BRAHIMI Mohamed, Arezki [Dictionnaire Algérie]

Par Amar Benamrouche

Né en 1911, mort à Alger le 30 octobre 1997, membre du comité régional du PCA et un des responsables CGT du Constantinois.

Ne pas confondre avec Arezki Kehal*, Mohamed Arezki Brahimi est parallèlement un dirigeant communiste et un responsable de la CGT de Phillippeville (Skikda). Lors de la réorganisation en avril 1934, de la Région communiste d’Algérie, il entre au Comité régional. Quand le PCA est interdit en 1939, il est arrêté et interné au camp de Bossuet puis dans le sud à Djenien-bou-Rezg où il passe plus de trois ans. Excellent orateur, il a été fiché par la police au moment de son arrestation comme étant « sans profession », et un « propagandiste actif du communisme », autant dire qu’il est un permanent communiste.

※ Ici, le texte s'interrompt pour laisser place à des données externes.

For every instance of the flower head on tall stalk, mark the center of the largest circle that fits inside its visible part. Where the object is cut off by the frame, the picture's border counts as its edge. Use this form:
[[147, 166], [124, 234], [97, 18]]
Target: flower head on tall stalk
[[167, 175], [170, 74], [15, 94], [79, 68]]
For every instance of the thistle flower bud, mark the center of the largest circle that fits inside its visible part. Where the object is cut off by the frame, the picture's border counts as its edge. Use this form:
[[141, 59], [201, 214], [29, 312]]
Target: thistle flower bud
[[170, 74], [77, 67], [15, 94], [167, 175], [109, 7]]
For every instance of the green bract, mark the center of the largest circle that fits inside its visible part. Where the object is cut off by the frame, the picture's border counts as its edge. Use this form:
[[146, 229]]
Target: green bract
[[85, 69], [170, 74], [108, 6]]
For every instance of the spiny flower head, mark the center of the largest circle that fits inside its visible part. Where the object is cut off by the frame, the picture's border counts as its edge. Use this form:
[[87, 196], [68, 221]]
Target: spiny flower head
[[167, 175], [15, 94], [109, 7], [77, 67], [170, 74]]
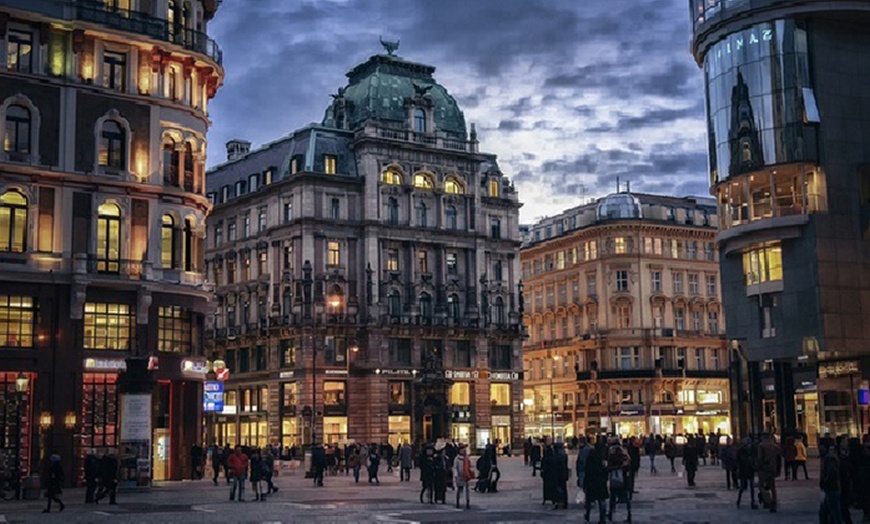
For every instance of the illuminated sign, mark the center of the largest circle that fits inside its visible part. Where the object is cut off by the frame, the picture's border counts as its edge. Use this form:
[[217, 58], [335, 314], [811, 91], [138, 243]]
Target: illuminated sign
[[213, 397], [105, 364]]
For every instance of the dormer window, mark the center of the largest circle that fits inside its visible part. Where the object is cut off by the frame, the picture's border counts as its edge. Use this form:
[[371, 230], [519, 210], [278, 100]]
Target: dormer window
[[419, 121]]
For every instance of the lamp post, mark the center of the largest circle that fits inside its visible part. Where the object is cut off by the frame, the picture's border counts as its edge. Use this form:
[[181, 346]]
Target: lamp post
[[22, 383]]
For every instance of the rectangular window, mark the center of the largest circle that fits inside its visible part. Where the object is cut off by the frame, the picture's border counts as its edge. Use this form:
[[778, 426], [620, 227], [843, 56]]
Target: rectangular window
[[107, 326], [173, 329], [19, 52], [17, 320], [400, 351], [115, 71], [329, 164], [500, 394], [333, 254], [622, 280]]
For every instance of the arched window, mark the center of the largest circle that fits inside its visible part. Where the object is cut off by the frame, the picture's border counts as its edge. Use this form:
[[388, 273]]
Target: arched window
[[425, 305], [170, 162], [394, 303], [112, 152], [392, 211], [108, 238], [13, 222], [422, 181], [453, 187], [189, 255], [423, 215], [493, 188], [167, 242], [419, 121], [17, 139], [498, 311], [450, 215], [188, 167], [392, 177], [453, 306]]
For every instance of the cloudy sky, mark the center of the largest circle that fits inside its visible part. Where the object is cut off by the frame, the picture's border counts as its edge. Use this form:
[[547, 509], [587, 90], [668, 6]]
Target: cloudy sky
[[570, 94]]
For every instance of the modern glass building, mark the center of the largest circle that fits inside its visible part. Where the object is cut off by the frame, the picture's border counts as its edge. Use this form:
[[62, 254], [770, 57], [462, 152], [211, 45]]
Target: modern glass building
[[787, 111]]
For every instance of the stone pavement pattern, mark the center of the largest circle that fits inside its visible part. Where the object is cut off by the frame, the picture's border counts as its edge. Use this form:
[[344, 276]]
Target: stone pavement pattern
[[661, 499]]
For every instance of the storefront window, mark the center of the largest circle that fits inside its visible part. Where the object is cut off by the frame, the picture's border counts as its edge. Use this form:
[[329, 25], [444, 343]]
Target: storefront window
[[460, 394], [500, 394]]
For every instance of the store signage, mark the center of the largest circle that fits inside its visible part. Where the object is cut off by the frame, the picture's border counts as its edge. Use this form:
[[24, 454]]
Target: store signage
[[213, 396], [461, 374], [838, 369], [105, 364]]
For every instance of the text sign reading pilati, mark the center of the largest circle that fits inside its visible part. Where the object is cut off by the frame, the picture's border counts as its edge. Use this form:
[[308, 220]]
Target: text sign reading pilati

Libéré après le débarquement allié de novembre 1942 mais seulement au printemps 1943, il reprend ses responsabilités au PCA et à la CGT. En 1944, il est secrétaire du PCA pour la région de Constantine. Il relance l’organisation syndicale dans les mines et dans la paysannerie. En 1947, il est secrétaire de l’UD-CGT, pour le Constantinois donc.

Arrêté pendant la guerre de libération, il connaît à nouveau la prison et les camps. Il meurt à l’âge de 86 ans, en 1997, à l’hôpital militaire d’Aïn Naâdja près d’Alger.

Pour citer cet article :
https://maitron.fr/spip.php?article151744, notice BRAHIMI Mohamed, Arezki [Dictionnaire Algérie] par Amar Benamrouche, version mise en ligne le 1er janvier 2014, dernière modification le 30 décembre 2013.

Par Amar Benamrouche

SOURCES  : Arch. d’Outre-mer, Aix–en-Provence, dossier Partis politiques. — La Dépêche de l’Est, 30 mai 1944. — Interviews d’A. Ouzegane et B. Boukort par J.-L. Planche, 1977. — Notes de L.-P. Montoy et A. Taleb-Bendiab. — El Watan, 4 novembre 1997.